Occlusion issues: In tasks such as Place Cups, target keypoints may be occluded in all orthographic views; dynamic projection view selection warrants exploration.
Limited category-level generalization: Absolute success rates in real-robot category-generalization settings remain modest, partly due to viewpoint discrepancies between pretraining and robot data.
Pretraining data scale: Only 120K detection samples are currently used; expanding to semantic segmentation, keypoint detection, and other tasks is expected to improve generalization.
Information loss from orthographic projections: Three fixed orthographic views may discard critical information from certain perspectives.
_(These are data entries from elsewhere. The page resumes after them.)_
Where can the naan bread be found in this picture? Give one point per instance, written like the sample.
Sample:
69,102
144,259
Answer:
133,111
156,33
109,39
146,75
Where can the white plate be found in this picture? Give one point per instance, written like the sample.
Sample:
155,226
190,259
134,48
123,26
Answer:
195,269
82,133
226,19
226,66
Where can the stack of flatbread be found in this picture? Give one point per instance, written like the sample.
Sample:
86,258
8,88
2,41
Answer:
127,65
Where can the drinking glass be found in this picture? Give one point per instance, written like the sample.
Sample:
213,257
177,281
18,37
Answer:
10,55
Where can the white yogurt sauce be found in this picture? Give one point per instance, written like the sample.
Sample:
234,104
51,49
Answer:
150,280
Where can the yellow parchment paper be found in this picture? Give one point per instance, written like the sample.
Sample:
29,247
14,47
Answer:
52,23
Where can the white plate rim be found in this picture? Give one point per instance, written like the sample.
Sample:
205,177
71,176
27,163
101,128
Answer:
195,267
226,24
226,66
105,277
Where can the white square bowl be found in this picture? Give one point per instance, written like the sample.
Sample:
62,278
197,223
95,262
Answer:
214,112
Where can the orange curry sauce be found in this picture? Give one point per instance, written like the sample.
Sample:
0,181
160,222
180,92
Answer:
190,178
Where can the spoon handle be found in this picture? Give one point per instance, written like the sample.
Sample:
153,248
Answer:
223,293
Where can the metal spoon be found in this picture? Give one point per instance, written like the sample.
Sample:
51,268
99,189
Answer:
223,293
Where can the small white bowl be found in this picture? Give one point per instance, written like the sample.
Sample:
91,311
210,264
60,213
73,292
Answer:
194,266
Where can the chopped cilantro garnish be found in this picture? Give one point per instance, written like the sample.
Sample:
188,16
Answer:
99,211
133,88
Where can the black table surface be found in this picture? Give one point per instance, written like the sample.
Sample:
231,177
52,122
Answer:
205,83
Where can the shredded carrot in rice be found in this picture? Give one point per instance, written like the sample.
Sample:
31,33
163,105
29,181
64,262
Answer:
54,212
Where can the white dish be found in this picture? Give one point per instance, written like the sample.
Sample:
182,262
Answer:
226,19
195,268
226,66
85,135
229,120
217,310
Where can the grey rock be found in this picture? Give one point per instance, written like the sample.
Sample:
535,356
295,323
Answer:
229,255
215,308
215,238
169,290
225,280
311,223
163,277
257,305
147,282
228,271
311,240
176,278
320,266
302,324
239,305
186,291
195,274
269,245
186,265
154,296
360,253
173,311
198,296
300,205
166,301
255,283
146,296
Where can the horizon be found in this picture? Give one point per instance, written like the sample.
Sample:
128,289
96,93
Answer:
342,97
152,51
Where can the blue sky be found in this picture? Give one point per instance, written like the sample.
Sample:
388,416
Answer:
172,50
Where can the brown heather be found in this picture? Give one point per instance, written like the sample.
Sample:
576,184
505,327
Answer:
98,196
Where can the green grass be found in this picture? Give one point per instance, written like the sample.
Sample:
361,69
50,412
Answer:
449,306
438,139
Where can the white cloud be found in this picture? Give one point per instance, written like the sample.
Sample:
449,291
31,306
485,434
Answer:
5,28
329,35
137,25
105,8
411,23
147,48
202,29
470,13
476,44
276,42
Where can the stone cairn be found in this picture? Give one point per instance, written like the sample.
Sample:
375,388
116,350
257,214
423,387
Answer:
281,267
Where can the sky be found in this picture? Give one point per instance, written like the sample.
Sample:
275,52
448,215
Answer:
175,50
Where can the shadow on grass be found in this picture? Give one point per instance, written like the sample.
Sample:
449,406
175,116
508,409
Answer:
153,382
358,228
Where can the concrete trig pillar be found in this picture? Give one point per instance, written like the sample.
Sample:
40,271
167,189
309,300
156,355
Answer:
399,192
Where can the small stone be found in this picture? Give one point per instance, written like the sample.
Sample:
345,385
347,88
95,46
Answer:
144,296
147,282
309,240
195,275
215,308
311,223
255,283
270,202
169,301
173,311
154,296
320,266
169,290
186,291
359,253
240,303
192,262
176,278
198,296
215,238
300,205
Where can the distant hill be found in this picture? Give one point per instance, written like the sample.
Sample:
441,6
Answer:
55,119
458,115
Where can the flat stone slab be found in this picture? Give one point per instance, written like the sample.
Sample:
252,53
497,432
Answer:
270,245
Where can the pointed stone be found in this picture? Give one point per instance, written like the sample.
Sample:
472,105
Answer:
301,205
Compared to SpatialVLA: BridgeVLA avoids injecting 3D positional information into the VLM, instead preserving distributional consistency through orthographic projection, yielding better results.
Compared to RVT-2: BridgeVLA inherits the orthographic projection + heatmap design but adds a VLM backbone and pretraining, thereby acquiring semantic generalization capability.
Compared to π₀: 3D perception combined with heatmap output substantially improves sample efficiency.
Maintaining pretraining distributional consistency is more important than injecting additional information — this insight has broad implications for VLM-based robot policy design.
The heatmap-as-intermediate-representation paradigm is generalizable to other spatial prediction tasks (e.g., grasp point prediction, navigation).
The object detection → heatmap task design in the pretraining stage is clever, providing a general paradigm for adapting VLMs to downstream spatial tasks.
The coarse-to-fine two-pass inference strategy effectively improves precision, but incurs 2× inference overhead — more efficient alternatives are worth exploring.
Writing Quality: 8/10 — Clear structure with five research questions addressed systematically; strong logical coherence.
Value: 8/10 — Achieving 95% success rate with only 3 demonstrations represents a meaningful breakthrough in sample efficiency with practical application value.